Did you know that by November 2006 there will be one million words in the English language?
That is the estimation from Paul Payack, the President of Global Language Monitor, a non-profit group that documents, analyses and tracks trends in language the world over.
Oh, too late, Paul. Oxford has already clocked a billion words.
A massive language research database responsible for bringing words such as "podcast" and "celebutante" to the pages of the Oxford dictionaries has officially hit a total of 1 billion words, researchers said Wednesday.
I'll see your billion and raise you a brazilian.
Oh, but wait. It appears those aren't separate word types. They're just tokens. In other words, they've assembled a corpus of a billion words, but most words are repeated.
Determining how many words there are in English isn't so hard from a compiling standpoint. It's easy to write a Perl script to plow (or plough) through a corpus and count individual word types.
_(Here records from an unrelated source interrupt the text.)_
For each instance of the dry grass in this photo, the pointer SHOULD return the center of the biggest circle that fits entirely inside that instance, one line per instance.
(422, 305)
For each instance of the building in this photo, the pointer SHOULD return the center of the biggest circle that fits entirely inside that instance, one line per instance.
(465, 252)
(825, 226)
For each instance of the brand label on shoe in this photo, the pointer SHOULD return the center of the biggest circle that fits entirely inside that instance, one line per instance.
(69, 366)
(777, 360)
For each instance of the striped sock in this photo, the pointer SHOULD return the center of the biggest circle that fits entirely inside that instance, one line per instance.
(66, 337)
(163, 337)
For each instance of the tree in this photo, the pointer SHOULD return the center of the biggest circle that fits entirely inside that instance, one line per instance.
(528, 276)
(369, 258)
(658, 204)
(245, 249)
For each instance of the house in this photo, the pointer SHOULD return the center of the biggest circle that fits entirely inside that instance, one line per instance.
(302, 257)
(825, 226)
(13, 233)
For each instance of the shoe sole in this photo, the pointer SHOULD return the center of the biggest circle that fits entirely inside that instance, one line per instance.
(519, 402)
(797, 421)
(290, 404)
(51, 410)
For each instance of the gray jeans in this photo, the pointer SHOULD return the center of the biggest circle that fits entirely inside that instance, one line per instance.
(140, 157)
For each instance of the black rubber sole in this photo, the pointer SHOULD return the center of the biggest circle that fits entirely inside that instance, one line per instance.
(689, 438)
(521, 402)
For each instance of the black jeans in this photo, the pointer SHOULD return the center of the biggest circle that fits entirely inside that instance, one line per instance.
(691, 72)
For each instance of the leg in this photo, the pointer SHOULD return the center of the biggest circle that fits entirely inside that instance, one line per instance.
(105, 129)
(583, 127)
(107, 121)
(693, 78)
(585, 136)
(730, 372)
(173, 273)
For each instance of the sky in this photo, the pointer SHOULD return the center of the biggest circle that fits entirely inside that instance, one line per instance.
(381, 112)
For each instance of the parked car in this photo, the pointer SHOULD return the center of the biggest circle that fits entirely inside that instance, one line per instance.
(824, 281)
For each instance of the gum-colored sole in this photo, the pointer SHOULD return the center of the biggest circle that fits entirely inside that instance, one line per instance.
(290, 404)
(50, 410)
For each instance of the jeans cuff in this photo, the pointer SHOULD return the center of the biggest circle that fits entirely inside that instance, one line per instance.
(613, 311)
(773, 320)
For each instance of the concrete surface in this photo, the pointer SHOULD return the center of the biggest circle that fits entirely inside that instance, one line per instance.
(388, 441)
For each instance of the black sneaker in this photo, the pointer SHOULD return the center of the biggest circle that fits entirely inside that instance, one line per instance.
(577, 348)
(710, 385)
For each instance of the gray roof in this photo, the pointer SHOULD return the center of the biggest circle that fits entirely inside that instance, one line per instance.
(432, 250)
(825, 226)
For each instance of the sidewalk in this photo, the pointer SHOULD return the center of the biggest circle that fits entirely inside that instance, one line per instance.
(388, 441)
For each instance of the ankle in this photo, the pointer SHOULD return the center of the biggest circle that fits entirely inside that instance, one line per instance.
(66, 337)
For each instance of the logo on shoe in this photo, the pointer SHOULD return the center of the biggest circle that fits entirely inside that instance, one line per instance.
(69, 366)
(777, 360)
No, the problem is defining what a word is. 'Cat' and 'cats' are two words, but one lexeme, so dictionaries list them under the same heading. What about polysemous words? The mouse on my computer and the mouse my cat runs from are two separate things; should they be one word or two? What about multi-word expressions: is 'ice cream' one word or two? Does it matter if I spell it with a hyphen? Any one of these decisions will change the count and complicate the task. So when someone reports 'English has X words', they really ought to clarify what definition of 'word' they used.
The reason I'm bringing this up is that I know someone's going to come to me and say, "Did you know that there are a billion words in English?"
And then I'll say, "UK billion, or American billion?"